In hopes of winning regulatory approval for a deal first announced last year, the parent company of DaVita Medical Group has agreed to lower by more than $500 million the sale price of its clinic business to UnitedHealth Group, according to a Monday regulatory filing.

The filing from Colorado-based DaVita Inc. with the Securities and Exchange Commission also cites "underlying business performance" in explaining why the purchase price has been lowered from $4.9 billion to $4.34 billion.

The acquisition, which is expected to close during the first quarter of 2019, would significantly expand the push by Minnetonka-based UnitedHealth into the clinic business. Last month, UnitedHealth announced the acquisition of a large clinic in the Seattle area and noted the purchase would complement the proposed acquisition of DaVita Medical Group, which operates a large physician group in the region.

"Our combination with DaVita Medical Group is an important step in building the nation's first comprehensive, multipayer primary and ambulatory care system, focused on delivering high-quality health care and a unique consumer experience," said UnitedHealth Group spokesman Matt Stearns in a statement. "We remain confident in the benefits of this partnership."

UnitedHealth Group's Optum division for health services has owned some large physician practices for many years, but in recent years has stepped up the pace of acquisitions. The moves fit with a broader trend whereby large national health insurers are getting closer to patient care via physician practices, pharmacies and joint ventures with large health care systems.

Pharmacy giant CVS, which is based in Rhode Island, this year completed its $69 billion merger with the health insurance company Aetna. Cigna, which is another larger national carrier, is pursuing a merger with St. Louis-based Express Scripts, which manages the pharmacy benefit portion of health plan offerings.

Other health insurers have made smaller buys in the clinic business. Aetna's direct partnerships with large health systems includes the formation of a joint venture company with the Minneapolis-based Allina Health System.

At UnitedHealth, the OptumCare division includes roughly a dozen large clinics that operate in 10 states. The long-range goal is to build care-delivery operations in 75 targeted markets over the next decade.

At the end of 2017, DaVita Medical Group managed 280 medical clinics in six states. About 83 percent of the medical group's revenue last year came by way of "capitation" agreements, according to a regulatory filing earlier this year. Those are contracts where insurers pay a per-member per-month fee and delegate financial and clinical accountability for large groups of patients to the medical group.

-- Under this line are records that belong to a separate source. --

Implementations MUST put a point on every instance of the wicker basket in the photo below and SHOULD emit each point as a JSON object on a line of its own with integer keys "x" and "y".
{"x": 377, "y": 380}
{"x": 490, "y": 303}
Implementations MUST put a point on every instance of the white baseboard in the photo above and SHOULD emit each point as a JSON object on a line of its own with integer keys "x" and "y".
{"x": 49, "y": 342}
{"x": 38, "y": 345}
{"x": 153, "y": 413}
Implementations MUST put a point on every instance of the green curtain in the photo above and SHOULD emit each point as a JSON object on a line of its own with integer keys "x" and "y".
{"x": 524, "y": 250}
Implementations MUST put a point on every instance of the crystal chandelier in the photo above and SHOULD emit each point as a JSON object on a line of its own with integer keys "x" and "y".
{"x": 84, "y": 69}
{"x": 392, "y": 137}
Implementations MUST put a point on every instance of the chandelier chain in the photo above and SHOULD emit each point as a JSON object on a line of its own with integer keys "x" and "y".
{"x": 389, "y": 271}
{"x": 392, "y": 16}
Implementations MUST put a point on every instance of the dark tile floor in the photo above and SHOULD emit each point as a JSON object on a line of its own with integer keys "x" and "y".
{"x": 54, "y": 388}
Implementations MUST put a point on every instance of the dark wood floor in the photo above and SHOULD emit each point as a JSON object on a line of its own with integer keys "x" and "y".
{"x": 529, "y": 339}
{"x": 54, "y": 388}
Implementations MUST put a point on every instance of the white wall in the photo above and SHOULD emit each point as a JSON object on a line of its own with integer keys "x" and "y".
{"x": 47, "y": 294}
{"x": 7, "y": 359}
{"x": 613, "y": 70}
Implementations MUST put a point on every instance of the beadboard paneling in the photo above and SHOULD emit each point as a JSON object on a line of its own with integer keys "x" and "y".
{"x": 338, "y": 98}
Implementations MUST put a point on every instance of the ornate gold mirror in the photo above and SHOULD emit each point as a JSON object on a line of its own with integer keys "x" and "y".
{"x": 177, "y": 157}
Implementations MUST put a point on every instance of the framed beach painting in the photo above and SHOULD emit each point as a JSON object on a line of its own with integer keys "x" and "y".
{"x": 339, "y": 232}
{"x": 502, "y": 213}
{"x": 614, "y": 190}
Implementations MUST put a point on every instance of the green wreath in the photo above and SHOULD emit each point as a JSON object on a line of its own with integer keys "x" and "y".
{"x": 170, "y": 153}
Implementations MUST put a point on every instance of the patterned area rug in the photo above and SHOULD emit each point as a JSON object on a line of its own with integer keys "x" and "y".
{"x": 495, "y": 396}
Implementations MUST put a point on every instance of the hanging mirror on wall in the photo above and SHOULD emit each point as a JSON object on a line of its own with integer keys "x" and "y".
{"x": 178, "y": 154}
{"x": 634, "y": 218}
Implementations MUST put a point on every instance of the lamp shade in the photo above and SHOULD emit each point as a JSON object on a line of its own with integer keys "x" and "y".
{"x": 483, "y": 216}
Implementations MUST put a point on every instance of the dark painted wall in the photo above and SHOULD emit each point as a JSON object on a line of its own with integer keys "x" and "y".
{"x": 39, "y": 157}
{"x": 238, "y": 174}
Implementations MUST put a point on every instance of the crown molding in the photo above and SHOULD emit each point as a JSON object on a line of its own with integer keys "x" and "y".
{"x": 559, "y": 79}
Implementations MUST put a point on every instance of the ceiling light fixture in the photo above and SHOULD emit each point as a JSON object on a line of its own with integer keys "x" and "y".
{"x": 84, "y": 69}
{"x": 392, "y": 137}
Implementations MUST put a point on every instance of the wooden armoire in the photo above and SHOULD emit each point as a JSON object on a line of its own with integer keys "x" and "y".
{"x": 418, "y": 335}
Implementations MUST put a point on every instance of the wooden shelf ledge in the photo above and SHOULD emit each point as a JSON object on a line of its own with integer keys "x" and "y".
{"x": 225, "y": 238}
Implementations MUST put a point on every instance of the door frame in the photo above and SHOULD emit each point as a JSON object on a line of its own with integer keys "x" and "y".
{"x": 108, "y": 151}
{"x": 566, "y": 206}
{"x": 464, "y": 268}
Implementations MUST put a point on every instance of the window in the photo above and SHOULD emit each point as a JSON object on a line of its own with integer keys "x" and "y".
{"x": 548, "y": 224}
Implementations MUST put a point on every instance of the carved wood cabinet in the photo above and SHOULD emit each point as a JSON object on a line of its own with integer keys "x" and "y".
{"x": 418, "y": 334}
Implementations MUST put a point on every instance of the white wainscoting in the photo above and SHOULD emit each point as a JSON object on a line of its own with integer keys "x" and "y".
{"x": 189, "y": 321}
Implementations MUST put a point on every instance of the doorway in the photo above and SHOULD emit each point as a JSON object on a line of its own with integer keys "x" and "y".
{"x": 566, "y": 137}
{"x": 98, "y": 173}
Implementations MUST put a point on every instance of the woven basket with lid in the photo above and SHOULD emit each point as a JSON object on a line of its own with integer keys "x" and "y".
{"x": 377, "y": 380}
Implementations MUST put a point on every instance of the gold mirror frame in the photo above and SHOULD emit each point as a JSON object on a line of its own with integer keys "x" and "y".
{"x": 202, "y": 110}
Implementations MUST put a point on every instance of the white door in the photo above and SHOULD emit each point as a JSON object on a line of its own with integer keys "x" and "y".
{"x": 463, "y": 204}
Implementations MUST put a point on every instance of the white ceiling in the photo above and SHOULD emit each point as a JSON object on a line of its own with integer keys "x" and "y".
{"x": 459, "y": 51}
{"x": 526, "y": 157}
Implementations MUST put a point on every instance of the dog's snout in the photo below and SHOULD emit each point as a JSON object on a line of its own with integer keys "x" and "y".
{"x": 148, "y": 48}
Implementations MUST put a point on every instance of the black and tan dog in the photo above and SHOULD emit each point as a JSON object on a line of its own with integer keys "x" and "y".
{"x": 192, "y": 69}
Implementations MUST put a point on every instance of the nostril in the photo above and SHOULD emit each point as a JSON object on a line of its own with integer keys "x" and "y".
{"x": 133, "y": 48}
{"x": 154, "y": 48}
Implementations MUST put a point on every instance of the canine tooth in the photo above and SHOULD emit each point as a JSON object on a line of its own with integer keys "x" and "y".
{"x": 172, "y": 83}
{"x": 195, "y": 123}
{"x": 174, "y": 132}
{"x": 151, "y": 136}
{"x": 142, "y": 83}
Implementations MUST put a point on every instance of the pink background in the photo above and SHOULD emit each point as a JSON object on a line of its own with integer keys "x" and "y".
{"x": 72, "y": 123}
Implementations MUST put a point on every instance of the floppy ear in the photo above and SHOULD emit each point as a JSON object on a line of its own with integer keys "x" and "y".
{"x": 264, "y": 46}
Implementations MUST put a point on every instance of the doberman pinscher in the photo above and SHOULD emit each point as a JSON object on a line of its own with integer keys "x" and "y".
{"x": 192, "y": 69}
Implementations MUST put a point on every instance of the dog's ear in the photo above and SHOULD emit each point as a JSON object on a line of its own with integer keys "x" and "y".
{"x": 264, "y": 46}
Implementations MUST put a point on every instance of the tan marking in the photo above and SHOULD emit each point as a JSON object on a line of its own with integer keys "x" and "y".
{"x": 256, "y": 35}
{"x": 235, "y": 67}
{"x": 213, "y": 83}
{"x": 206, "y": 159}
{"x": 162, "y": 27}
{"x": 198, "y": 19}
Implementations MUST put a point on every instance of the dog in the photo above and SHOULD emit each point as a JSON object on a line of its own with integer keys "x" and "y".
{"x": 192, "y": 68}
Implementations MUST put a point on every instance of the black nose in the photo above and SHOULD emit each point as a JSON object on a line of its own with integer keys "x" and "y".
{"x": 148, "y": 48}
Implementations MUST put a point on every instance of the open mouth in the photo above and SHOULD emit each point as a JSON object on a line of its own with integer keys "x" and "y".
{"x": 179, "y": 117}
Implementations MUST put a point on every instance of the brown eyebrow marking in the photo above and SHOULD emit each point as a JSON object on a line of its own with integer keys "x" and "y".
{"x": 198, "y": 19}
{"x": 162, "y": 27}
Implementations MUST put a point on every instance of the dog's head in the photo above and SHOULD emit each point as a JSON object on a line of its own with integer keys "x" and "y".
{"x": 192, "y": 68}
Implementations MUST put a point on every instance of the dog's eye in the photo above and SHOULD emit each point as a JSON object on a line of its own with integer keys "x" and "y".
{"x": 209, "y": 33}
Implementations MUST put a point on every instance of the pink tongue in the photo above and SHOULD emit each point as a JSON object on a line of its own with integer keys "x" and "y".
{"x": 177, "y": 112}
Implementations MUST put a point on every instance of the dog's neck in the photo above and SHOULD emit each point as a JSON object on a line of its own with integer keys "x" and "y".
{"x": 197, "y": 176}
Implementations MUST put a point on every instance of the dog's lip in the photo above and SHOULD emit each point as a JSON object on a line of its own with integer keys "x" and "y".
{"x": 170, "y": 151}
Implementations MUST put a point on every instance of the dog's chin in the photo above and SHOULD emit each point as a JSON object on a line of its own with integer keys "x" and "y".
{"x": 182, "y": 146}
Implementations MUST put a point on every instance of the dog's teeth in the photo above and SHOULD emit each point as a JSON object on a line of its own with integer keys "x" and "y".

In the regulatory filing Monday, DaVita said: "As a result of underlying business performance and in an effort to expedite the process to obtain [Federal Trade Commission] approval of the proposed transaction, the parties agreed to amend the purchase agreement. … The parties are working together to close the proposed transaction as expeditiously as possible and expect to close in the first quarter of 2019."

At the end of last year, DaVita Medical Group employed 750 primary-care physicians directly and through affiliated physician groups. The company also had contracts with a network of about 3,500 associated physician groups and other primary-care physicians.

"We continue to work closely with regulators and Optum to finalize this transaction in a timely manner," a DaVita spokesman said in an e-mail Monday.

At an investor conference last month, UnitedHealth Group said it now "serves" more than 14 million patients through primary-care practices, surgery centers, urgent-care centers and its network of hospitalists and nurse practitioners. OptumCare has 36,000 aligned physicians, the company said, and 8,000 advanced practice clinicians.